Savonarola snorts. “Where I come from they’re dull blades you use to scrape the sweat and grime from your back in a bath-house. Not that I ever used a bath-house, a seething puddle of greased sin. Not that I haven’t scoured the breadth of Nowhere for a damned bath.”

Awo has enough sewing needles to man her entire side, pawns and all. She sticks them upright in the soft wood of the table, two neat silver rows. “He can’t tell you. His theology was far too prim and tidy to contain bird-headed men in trenchcoats. I can’t tell you either. But if you suppose there are demons in one place and angels in the other, wouldn’t you also suppose something has to live here? Something has to be natural to Nowhere.”

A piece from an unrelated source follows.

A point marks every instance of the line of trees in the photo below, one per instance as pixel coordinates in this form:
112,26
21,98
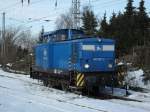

“They came when the first people arrived,” says the girl with the lovely chin. She moves her knight (a mechanical library stamp). “And Nowhere was only an empty plain without a city. They are meant to make this place somewhat less than a Hell, and to keep us from making a Heaven of it.”

“How do you know that?” Savonarola snaps.

The girl shrugs. “I asked one. When I got arrested for writing my name a thousand times over the entrance to Benevolentia Sector. She had a wren’s face. She said they were formed not from clay like us nor fire nor light but from the stuff of the void on the face of the world, and they had not the breath of life but the heat of life and the fluid of it, and they had a beginning but no end, an alpha and an ellipsis, and then she drank my wine and said I was pretty and the truth was she didn’t remember very much more about being born than I did and she read all that off a historical plaque on the upper levels, but strigils have to keep up appearances, and they wouldn’t be worth much if we thought they were stuck here just like us only they didn’t even know how it happened to them, only what they had to do, so if you ask me, talking to a strigil is not so useful as you’d expect, and they drink a lot. Checkmate.”

That night, Pietta goes to be with Savonarola, because everything is the same and everything is nothing and what is the point of not doing anything now?